5. Surprising Questions Emerge

The most transformative creativity results when a group either thinks of a new way to frame a problem or finds a new problem that no one had noticed before. When teams work this way, ideas are often transformed into questions and problems. That’s critical, because creativity researchers have discovered that the most creative groups are good at finding new problems rather than simply solving old ones.

6. Innovation Is Inefficient

In improvisation, actors have no time to evaluate new ideas before they speak. But without evaluation, how can they make sure it’ll be good? Improvised innovation makes more mistakes, and has as many misses as hits. But the hits can be phenomenal; they’ll make up for the inefficiency and the failures. After the full hourlong Jazz Freddy performance, we never do learn why Bill and Mary are making copies for John— that idea doesn’t go anywhere. In the second act, a brief subplot in which two actors are in the witness protection program also is never developed. Some ideas are just bad ideas; some of them are good in themselves, but the other ideas that would be necessary to turn them into an innovation just haven’t happened yet. In a sixty-minute improvisation, many ideas are proposed that are never used. When we look at an innovation after the fact, all we remember is the chain of good ideas that made it into the innovation; we don’t notice the many dead ends.

7. Innovation Emerges from the Bottom Up

Improvisational performances are self-organizing.

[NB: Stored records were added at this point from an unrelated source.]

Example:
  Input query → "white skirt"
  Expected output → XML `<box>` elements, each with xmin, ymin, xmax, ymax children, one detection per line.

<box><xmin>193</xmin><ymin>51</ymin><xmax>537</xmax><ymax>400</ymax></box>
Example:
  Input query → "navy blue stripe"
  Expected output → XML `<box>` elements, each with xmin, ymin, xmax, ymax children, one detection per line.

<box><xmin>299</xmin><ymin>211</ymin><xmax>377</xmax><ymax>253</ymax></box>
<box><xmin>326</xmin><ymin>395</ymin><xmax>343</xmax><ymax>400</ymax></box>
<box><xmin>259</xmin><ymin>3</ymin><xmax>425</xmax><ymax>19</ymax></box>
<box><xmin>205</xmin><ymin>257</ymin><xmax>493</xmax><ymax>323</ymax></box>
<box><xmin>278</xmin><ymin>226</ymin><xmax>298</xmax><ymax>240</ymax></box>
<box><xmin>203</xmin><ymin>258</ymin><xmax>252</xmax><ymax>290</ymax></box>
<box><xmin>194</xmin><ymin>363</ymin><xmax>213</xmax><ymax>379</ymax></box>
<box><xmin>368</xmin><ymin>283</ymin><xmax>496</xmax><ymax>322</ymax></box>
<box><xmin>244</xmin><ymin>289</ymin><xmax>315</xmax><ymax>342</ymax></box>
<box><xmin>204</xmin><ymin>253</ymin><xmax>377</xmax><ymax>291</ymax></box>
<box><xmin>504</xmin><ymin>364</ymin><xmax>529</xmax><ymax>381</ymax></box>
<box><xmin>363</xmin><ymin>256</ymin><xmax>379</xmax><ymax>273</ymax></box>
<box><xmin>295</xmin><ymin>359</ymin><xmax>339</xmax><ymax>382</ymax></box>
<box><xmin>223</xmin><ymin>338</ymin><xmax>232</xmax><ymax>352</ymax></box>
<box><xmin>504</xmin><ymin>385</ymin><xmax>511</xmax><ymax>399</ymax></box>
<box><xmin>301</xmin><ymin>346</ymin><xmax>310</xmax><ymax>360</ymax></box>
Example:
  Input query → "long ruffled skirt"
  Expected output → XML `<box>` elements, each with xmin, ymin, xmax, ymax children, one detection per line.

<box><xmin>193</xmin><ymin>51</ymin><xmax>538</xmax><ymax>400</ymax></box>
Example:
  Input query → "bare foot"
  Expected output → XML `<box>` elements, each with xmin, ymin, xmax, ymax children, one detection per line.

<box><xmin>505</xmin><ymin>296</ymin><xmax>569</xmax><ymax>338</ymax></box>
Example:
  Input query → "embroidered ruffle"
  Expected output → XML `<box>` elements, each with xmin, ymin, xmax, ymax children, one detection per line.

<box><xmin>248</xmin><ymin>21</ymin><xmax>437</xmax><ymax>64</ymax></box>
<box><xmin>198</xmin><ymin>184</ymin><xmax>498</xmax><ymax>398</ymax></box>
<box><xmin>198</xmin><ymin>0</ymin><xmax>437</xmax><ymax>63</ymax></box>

With no director and no script, the performance emerges from the joint actions of the actors. In the same way, the most innovative teams are those that can restructure themselves in response to unexpected shifts in the environment; they don’t need a strong leader to tell them what to do. Moreover, they tend to form spontaneously; when like-minded people find each other, a group emerges. The improvisational collaboration of the entire group translates moments of individual creativity into group innovation. Allowing the space for this self-organizing emergence to occur is difficult for many managers because the outcome is not controlled by the management team’s agenda and is therefore less predictable. Most business executives like to start with the big picture and then work out the details. In improvisational innovation, teams start with the details and then work up to the big picture. It’s riskier and less efficient, but when a successful innovation emerges, it’s often so surprising and imaginative that no single individual could have thought of it.